Time to GA development was 1.7 years in control eyes and 2.1 years in L-DOPA exposed eyes (Table 1). We hypothesize that since the majority of L-DOPA exposed eyes developed GA in the first 2 years (26 of 40 total eyes) that L-DOPA exposed eyes were referred at a later disease time point to a retinal specialist compared to control eyes. Unfortunately, we do know how long these eyes were exposed to L-DOPA prior to referral to a retinal specialist. Therefore, future studies are needed to investigate the timing between L-DOPA exposure and GA development.

In addition to L-DOPA exposure, we identified younger age as a protective factor and intermediate AMD as well as AREDS2 use as risk factors for new-onset GA detection. Drusen types that would be classified as intermediate rather than early AMD are associated with GA incidence and progression [22,23,24]. Similarly, older age is associated with new-onset GA [22, 24]. Contrary to our data, AREDS supplements do not have a significant effect on the development or progression of GA [4]. We suspect that this is a confounding result where intermediate AMD stage and the use of AREDS2 vitamins are highly correlated and their individual effects cannot be deciphered.

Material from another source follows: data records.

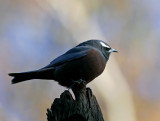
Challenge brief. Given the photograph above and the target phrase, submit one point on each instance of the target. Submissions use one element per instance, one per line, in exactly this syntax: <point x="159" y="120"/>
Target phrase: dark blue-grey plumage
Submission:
<point x="85" y="61"/>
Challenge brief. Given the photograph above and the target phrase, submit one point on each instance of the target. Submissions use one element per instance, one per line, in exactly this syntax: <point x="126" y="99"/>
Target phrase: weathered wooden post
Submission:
<point x="83" y="108"/>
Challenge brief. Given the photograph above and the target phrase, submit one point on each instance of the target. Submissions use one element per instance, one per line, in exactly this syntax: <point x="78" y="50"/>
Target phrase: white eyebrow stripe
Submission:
<point x="104" y="45"/>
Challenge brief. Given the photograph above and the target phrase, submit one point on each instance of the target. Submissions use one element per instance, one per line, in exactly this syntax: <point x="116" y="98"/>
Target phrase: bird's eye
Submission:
<point x="105" y="46"/>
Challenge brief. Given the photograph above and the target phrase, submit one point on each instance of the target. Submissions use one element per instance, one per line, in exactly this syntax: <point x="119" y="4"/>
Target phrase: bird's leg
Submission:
<point x="80" y="82"/>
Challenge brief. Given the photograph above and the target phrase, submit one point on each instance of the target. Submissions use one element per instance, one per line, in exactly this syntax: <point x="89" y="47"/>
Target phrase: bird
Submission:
<point x="86" y="61"/>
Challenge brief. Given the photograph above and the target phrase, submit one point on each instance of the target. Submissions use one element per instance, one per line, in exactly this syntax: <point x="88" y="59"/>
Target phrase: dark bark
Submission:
<point x="83" y="108"/>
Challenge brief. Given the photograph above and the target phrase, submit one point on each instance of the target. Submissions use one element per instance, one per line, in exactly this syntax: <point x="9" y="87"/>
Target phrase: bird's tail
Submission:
<point x="19" y="77"/>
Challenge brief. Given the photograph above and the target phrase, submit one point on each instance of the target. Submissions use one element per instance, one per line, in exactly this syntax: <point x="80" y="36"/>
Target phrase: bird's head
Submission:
<point x="101" y="46"/>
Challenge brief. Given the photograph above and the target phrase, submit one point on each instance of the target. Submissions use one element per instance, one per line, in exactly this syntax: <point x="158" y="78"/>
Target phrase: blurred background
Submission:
<point x="34" y="32"/>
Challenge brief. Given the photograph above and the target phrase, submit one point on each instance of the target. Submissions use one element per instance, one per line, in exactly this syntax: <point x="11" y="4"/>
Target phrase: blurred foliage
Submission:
<point x="34" y="32"/>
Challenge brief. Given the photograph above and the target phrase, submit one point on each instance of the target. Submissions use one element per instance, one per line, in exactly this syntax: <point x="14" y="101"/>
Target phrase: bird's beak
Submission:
<point x="113" y="50"/>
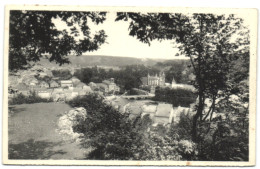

There were several limitations with our study. First, like all database studies, the accuracy of our results is dependent upon the quality of data available in the Vestrum Health Retina Database. Since fundus photos, optical coherence tomography, and fundus autofluorescence were not available for confirmatory review in the Vestrum deidentified database, our results are reliant on diagnosis coding. Second, patients with Parkinson's disease may not return to the eye clinic for follow-up appointments because of reduced mobility, which would reduce the detection of new-onset GA, and/or mortality. However, our use of PSM matched the control and L-DOPA exposed groups so that each group had an identical follow up period (Table 1, 2.6 years for control and 2.5 years for L-DOPA), partially negating this limitation. Third, our analysis only controlled for age, sex, smoking status, AREDS use, and AMD stage as covariates. We cannot rule out the influence of other covariates like co-existing retinal disease or systemic factors. Fourth, because many of the systemic past medical histories were incomplete, it is unknown how the stages of Parkinson's Disease were distributed; thus, the impact of Parkinson’s Disease stage on new-onset GA is unknown. Finally, since patients with Parkinson’s disease are frequently prescribed L-DOPA, we cannot rule out that Parkinson's disease and not L-DOPA medication reduces new-onset GA through improved choroidal perfusion.